L’Arabie saoudite, le gouvernement yéménite et les rebelles ont tous accueilli favorablement l’appel de M. Guterres en faveur d’un cessez-le-feu mondial pour protéger de la pandémie les personnes vulnérables dans les zones de conflit.
Pour Fatima Abo Alasrar, chercheuse au Middle East Institute, la réponse des Houthis va déterminer le sort de la trêve.
Or, selon elle, «les Houthis ont ouvert de multiples fronts qu’ils ne peuvent pas se permettre de fermer».
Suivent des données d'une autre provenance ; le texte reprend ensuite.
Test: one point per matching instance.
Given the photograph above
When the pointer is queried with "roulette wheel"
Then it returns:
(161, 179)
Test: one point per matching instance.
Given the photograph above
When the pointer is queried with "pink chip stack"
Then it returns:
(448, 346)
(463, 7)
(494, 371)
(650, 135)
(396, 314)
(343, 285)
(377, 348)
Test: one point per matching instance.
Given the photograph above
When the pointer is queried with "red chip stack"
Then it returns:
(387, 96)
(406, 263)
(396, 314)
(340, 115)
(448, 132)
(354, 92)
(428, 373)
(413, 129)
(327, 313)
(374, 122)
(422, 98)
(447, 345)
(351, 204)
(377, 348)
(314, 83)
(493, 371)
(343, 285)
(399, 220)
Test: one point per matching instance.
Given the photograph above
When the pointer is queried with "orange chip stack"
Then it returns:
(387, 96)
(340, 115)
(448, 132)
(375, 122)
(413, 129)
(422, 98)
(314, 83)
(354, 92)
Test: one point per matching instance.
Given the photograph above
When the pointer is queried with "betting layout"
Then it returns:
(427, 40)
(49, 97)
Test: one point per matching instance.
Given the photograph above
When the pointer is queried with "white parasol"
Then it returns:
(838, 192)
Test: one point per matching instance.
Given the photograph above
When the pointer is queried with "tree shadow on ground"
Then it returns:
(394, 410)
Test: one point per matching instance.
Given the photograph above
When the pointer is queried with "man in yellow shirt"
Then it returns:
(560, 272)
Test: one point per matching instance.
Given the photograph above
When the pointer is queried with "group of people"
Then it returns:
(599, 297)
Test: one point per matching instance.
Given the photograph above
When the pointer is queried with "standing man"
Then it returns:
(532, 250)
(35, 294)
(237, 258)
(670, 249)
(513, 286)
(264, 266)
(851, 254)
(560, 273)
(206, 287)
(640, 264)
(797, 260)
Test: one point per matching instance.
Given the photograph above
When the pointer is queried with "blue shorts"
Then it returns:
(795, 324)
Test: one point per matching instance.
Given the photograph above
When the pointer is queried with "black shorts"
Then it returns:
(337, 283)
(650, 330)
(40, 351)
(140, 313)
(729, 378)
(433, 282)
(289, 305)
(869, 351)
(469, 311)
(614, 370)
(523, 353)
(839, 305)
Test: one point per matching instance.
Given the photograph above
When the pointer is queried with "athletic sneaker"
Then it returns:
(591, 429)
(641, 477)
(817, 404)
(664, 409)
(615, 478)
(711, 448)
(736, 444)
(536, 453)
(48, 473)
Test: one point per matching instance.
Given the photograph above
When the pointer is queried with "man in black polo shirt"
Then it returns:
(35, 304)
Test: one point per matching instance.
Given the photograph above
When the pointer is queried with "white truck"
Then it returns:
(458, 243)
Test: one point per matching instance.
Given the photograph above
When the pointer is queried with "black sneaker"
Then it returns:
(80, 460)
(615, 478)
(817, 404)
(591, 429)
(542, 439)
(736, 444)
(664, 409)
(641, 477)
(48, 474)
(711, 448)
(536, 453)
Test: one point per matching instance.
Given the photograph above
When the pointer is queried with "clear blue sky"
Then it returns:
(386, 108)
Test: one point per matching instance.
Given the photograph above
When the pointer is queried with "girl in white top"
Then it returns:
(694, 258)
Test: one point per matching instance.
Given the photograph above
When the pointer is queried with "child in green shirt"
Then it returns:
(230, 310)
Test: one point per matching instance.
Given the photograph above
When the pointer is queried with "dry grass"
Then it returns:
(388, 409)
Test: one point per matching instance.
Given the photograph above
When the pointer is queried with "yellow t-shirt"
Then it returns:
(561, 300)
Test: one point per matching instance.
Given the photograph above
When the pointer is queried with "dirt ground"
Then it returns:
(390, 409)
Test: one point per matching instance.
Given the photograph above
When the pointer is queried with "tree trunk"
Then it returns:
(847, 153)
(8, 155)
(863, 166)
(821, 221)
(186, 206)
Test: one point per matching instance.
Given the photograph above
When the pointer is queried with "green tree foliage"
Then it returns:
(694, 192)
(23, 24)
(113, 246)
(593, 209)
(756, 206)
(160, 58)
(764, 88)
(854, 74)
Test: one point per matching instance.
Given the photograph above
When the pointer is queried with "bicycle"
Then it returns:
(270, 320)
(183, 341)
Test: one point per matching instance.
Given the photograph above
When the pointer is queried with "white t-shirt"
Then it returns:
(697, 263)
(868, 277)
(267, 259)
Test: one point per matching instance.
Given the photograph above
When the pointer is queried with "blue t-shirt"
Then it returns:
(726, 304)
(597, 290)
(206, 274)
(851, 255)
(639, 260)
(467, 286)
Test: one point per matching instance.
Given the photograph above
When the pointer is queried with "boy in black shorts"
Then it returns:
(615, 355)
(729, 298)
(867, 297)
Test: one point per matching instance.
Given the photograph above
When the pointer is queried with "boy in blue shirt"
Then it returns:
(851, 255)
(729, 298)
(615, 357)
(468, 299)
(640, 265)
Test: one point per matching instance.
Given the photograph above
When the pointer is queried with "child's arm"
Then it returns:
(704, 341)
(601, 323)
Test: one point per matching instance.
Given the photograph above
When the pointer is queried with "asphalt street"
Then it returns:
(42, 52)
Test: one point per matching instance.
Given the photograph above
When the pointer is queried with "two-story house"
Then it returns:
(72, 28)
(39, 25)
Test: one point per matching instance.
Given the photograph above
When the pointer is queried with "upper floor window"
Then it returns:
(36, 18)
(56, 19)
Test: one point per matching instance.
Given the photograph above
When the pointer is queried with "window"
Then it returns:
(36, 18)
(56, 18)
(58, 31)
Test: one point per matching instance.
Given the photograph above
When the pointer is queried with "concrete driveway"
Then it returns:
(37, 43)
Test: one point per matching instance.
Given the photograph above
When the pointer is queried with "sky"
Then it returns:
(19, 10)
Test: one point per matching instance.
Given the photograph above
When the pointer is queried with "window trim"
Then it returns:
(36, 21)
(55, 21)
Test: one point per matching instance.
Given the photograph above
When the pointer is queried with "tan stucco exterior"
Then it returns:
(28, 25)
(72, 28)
Les combats se sont récemment intensifiés entre les Houthis et les troupes yéménites soutenues par Ryad autour de zones stratégiques des provinces de Jouf et de Marib, au nord et à l’est de Sanaa, après des mois d’accalmie.
Et les défenses anti-aériennes saoudiennes ont intercepté des missiles des rebelles au-dessus de Ryad et de la ville frontalière de Jazan fin mars.
Il s’agissait de la première grande attaque contre l’Arabie saoudite depuis que les rebelles ont proposé en septembre dernier de mettre fin à ces opérations contre le royaume après des attaques dévastatrices contre les installations pétrolières saoudiennes.
La semaine dernière, la coalition a effectué de multiples frappes aériennes sur Sanaa en représailles aux tirs de missiles.